Eduardo Moreno, who lived with George Chen two years ago in Anacapa Hall, a residence dorm for first-year students, said his former roommate was a quiet, hard-working student who didn't have many friends but cultivated a deep bond with them.

"We played a lot of video games together on lonely nights and he enjoyed having the company and experience," Mr. Moreno said in an e-mail interview.

"I never met anyone who was as good at geography in my life. I could quiz him on any random country and he would know the location and capital as well as its status in the world view."

Mr. Chen listed on his Facebook page that his hometown was Ottawa. The family lived at the time in an apartment tower on Fisher Avenue, near the Experimental Farm, in the city's west end.

"He was raised in Canada and had moved to the U.S. during high school before attending UCSB," Mr. Moreno said.

At UCSB, Mr. Chen's closest friend was Mr. Wang, Mr. Moreno said.

Both Mr. Chen and Mr. Wang were juniors at the UCSB college of engineering, according to the university's chancellor.

The Santa Barbara County Sheriff's Office has said Mr. Hong and Mr. Chen shared a lease with Mr. Rodger. However, according to the families of the young men, it was Mr. Wang who was living with Mr. Hong and Mr. Rodger.

Sharing an apartment with the Briton was not easy.

NBC News reported that Mr. Wang had told his parents that he wanted to move out because Mr. Rodger played music loudly at night and was unpleasant.

It wasn't clear if he had a mental illness, but he said in his manifesto that his parents regularly paid for therapists and counsellors and that he had been prescribed risperidone, an anti-psychotic medication.

Mr. Rodger was Eurasian but yearned to be treated as a white person.

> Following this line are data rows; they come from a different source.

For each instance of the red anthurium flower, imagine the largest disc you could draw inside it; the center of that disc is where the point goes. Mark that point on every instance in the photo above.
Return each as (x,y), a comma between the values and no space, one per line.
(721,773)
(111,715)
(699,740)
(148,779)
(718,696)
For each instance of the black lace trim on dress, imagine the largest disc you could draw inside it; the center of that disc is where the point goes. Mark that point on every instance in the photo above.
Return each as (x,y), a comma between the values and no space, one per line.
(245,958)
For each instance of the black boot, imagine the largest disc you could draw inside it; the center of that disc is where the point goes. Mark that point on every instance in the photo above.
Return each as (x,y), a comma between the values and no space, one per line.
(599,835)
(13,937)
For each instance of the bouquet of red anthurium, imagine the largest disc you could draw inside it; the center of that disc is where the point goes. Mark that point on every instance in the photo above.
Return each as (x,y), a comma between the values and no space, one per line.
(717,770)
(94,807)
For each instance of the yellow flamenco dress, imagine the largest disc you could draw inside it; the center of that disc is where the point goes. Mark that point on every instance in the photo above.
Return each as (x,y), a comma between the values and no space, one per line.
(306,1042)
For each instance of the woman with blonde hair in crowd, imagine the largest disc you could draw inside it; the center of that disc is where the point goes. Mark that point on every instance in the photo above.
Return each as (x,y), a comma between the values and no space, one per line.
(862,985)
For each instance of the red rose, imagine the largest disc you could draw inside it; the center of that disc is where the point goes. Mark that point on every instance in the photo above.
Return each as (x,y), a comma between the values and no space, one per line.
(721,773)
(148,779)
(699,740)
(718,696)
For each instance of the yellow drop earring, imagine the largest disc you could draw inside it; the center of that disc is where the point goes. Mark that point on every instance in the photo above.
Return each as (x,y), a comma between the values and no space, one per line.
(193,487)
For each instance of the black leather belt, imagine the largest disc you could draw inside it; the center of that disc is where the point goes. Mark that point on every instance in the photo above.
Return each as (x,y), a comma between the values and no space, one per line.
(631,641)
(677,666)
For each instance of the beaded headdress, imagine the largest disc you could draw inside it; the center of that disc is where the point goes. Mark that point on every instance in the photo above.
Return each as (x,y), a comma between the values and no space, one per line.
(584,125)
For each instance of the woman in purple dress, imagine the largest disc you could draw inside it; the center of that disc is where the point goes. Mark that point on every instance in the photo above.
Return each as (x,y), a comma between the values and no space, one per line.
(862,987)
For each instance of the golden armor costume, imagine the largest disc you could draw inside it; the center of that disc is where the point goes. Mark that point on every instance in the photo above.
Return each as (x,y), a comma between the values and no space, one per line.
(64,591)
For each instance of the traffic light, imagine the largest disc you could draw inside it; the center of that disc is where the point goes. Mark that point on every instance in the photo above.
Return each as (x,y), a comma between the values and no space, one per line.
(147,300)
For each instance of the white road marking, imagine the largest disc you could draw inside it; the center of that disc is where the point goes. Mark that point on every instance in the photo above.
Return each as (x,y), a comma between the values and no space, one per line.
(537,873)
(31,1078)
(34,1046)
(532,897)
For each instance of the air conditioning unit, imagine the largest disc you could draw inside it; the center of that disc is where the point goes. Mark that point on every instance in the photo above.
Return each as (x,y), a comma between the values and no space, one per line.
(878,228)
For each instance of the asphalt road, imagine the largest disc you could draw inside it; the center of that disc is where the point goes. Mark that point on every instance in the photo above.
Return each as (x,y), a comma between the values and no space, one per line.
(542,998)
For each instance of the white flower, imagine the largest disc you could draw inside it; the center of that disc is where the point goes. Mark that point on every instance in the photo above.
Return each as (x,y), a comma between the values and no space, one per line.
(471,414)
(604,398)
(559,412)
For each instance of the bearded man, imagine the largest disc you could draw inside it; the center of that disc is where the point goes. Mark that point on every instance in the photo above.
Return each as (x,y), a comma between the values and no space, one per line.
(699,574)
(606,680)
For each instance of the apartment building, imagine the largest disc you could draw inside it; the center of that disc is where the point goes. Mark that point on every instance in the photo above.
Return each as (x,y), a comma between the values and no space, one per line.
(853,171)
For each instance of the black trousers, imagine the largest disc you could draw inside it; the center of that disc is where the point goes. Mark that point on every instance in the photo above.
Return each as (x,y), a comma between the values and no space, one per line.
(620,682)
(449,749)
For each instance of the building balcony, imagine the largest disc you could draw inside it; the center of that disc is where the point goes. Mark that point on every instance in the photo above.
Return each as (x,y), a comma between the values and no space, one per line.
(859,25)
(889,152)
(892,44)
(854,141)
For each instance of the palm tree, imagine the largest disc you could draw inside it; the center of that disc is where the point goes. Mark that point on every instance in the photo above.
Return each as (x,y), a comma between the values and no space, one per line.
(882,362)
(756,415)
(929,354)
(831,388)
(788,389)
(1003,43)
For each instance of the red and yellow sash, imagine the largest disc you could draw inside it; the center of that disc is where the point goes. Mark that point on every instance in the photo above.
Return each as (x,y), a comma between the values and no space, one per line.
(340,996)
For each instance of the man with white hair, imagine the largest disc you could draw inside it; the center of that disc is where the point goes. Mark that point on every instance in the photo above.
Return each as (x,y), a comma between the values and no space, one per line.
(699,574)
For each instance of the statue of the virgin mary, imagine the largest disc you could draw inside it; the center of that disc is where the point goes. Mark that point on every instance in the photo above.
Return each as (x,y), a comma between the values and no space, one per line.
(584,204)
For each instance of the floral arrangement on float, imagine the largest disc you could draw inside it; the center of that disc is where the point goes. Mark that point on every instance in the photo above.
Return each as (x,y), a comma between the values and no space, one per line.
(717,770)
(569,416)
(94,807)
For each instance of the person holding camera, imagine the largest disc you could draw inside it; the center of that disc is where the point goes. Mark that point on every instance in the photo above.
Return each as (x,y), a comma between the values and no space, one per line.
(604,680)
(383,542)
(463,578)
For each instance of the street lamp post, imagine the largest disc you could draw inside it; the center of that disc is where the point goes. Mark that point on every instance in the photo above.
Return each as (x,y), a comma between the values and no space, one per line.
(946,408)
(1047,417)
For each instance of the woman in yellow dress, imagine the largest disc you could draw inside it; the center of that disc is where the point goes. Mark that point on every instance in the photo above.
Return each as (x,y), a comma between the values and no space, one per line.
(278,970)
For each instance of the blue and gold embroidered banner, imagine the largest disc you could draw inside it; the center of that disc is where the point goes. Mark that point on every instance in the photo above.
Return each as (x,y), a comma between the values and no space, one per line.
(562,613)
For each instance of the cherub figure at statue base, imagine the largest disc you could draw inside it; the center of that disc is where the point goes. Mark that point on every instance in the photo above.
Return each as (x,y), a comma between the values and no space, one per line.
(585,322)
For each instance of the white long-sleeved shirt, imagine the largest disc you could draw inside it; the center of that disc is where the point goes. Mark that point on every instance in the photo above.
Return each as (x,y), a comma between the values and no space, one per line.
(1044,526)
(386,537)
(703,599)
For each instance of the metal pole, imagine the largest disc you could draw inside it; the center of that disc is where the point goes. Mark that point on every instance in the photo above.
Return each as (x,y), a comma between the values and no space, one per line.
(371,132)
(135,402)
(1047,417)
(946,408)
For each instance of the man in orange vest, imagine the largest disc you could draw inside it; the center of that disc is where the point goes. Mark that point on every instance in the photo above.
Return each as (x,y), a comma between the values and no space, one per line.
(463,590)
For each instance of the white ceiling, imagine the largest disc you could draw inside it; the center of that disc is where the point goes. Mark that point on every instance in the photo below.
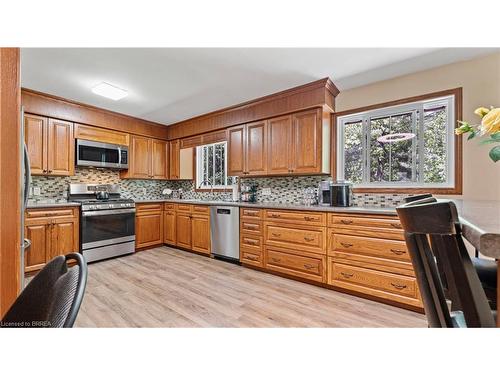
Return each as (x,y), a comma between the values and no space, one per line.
(167,85)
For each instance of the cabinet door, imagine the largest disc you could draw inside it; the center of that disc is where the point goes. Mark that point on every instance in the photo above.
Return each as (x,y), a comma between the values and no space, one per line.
(174,162)
(200,226)
(37,254)
(236,154)
(140,157)
(183,230)
(159,151)
(169,227)
(64,237)
(35,137)
(148,229)
(279,145)
(306,155)
(60,148)
(256,148)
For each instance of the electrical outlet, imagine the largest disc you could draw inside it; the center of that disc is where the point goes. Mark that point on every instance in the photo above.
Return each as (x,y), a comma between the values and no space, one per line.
(266,191)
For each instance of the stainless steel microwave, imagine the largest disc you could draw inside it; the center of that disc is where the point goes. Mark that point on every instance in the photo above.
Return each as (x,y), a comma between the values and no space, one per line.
(99,154)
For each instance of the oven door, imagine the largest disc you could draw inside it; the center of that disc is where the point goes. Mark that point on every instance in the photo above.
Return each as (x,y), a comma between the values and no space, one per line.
(98,154)
(107,227)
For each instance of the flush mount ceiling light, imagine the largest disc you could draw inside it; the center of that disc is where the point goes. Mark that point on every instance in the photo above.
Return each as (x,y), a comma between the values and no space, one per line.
(109,91)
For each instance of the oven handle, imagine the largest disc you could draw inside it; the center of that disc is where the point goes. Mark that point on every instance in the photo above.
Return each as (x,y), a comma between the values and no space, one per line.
(108,212)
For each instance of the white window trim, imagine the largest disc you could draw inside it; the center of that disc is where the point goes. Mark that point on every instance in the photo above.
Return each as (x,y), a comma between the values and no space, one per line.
(394,110)
(199,171)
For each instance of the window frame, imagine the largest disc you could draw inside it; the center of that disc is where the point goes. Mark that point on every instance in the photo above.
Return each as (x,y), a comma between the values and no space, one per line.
(198,171)
(454,169)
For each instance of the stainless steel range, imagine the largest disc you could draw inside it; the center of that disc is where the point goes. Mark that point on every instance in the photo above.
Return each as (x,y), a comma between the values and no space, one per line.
(107,221)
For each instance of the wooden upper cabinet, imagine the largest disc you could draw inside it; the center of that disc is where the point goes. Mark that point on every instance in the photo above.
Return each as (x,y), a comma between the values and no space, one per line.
(159,159)
(256,148)
(35,128)
(174,160)
(307,145)
(140,150)
(279,145)
(50,144)
(60,148)
(236,153)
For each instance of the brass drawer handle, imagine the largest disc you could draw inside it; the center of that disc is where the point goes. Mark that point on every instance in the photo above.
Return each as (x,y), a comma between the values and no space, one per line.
(398,252)
(398,286)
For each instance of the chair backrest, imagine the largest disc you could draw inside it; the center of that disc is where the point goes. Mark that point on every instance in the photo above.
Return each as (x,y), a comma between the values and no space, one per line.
(438,221)
(53,297)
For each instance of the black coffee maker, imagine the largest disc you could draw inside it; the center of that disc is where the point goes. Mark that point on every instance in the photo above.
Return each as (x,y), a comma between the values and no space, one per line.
(341,194)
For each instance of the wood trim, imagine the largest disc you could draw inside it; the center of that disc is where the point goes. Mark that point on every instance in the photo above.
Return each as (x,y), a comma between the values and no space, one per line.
(10,175)
(48,105)
(456,190)
(320,93)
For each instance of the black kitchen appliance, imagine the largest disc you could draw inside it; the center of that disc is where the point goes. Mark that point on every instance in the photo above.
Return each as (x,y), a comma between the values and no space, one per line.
(341,194)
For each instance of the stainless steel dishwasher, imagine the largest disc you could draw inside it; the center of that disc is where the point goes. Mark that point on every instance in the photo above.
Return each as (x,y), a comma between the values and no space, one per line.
(225,232)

The son of a Malaysian-Chinese mother and a British filmmaker, he said in his manifesto that he had had a happy childhood that spiralled downward after his family moved to California and his parents divorced. Socially awkward and a virgin, he had moved to Isla Vista to attend Santa Barbara City College in a last attempt at fitting in.

In his manifesto, he repeatedly mentioned his attraction to blond co-eds, recalled bleaching his hair and expressed frustration when seeing black, Asian or Mexican men having success with white women.

He started plotting what he called the Day of Retribution, which would start with him stabbing his housemates.

"These were the biggest nerds I had ever seen," he wrote, describing his repulsion and adding that "one of them had a very rebellious demeanor about him."

Mr. Rodger didn't identify the roommate he found rebellious, but it appears to have been Mr. Hong. On one occasion, he accused him of stealing candles worth $22 from him and made a citizen's arrest.

"He was a very stern person who did not back down from anything," Mr. Moreno recalled about Mr. Hong.

"George, David and James were the best of friends and had everything going for them and it is sad to discover that they were part of such a tragedy," he said.

Outside the Capri Apartments, where flowers and candles were piled up by the sidewalk in memory of the three young men, Mr. Chen's parents stopped by for an hour.

His mother got on her knees and, among the words of condolences chalked on the street, wrote her own message: "George I love you. Mom and Dad."